Glutathione S-transferase A1 is an enzyme that in humans is encoded by the GSTA1 gene.

Cytosolic and membrane-bound forms of glutathione S-transferase are encoded by two distinct supergene families. These enzymes function in the detoxification of electrophilic compounds, including carcinogens, therapeutic drugs, environmental toxins and products of oxidative stress, by conjugation with glutathione. The genes encoding these enzymes are known to be highly polymorphic. These genetic variations can change an individual's susceptibility to carcinogens and toxins as well as affect the toxicity and efficacy of some drugs. At present, eight distinct classes of the soluble cytoplasmic mammalian glutathione S-transferases have been identified: alpha, kappa, mu, omega, pi, sigma, theta and zeta.
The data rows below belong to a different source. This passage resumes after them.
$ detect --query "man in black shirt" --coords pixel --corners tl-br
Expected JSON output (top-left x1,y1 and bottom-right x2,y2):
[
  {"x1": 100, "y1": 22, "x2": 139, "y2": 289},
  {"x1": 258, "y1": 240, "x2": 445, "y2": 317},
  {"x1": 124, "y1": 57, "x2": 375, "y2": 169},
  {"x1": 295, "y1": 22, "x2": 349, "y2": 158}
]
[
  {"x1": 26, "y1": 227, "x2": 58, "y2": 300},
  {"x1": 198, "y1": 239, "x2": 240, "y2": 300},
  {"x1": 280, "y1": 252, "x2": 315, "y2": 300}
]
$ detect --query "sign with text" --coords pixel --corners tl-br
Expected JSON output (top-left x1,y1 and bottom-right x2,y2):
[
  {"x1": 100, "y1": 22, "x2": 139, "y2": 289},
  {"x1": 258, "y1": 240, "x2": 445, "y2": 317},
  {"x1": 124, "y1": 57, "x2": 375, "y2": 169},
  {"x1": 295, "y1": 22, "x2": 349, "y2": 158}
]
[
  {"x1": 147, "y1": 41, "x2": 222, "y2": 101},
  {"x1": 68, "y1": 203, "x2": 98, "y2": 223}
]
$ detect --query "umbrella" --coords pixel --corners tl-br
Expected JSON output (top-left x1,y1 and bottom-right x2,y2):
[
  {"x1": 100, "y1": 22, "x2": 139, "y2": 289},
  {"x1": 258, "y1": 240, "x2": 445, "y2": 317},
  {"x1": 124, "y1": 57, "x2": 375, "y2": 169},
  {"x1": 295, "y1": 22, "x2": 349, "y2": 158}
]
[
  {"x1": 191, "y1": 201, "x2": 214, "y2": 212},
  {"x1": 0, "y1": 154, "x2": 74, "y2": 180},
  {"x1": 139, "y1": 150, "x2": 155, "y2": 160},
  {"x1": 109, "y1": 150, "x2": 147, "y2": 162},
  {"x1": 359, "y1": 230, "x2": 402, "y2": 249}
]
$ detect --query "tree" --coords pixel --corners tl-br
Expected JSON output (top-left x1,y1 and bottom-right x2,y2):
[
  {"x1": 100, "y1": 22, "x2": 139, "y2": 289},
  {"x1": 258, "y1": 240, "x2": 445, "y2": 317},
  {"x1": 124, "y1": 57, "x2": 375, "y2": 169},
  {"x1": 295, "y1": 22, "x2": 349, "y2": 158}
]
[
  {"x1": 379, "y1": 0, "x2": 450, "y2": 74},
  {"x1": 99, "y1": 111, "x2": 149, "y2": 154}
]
This gene encodes a glutathione S-transferase belonging to the alpha class. The alpha class genes, located in a cluster mapped to chromosome 6, are the most abundantly expressed glutathione S-transferases in liver (hepatocytes) and kidney (proximal tubules). In addition to metabolizing bilirubin and certain anti-cancer drugs in the liver, the alpha class of these enzymes exhibit glutathione peroxidase activity, thereby protecting the cells from reactive oxygen species and the products of peroxidation.

Release of GST-A1 as an indication of cellular necrosis

Increases in serum and urinary GST-A1 have been found in association with hepatocyte and renal proximal tubular necrosis respectively, and have potential for monitoring injury to these tissues.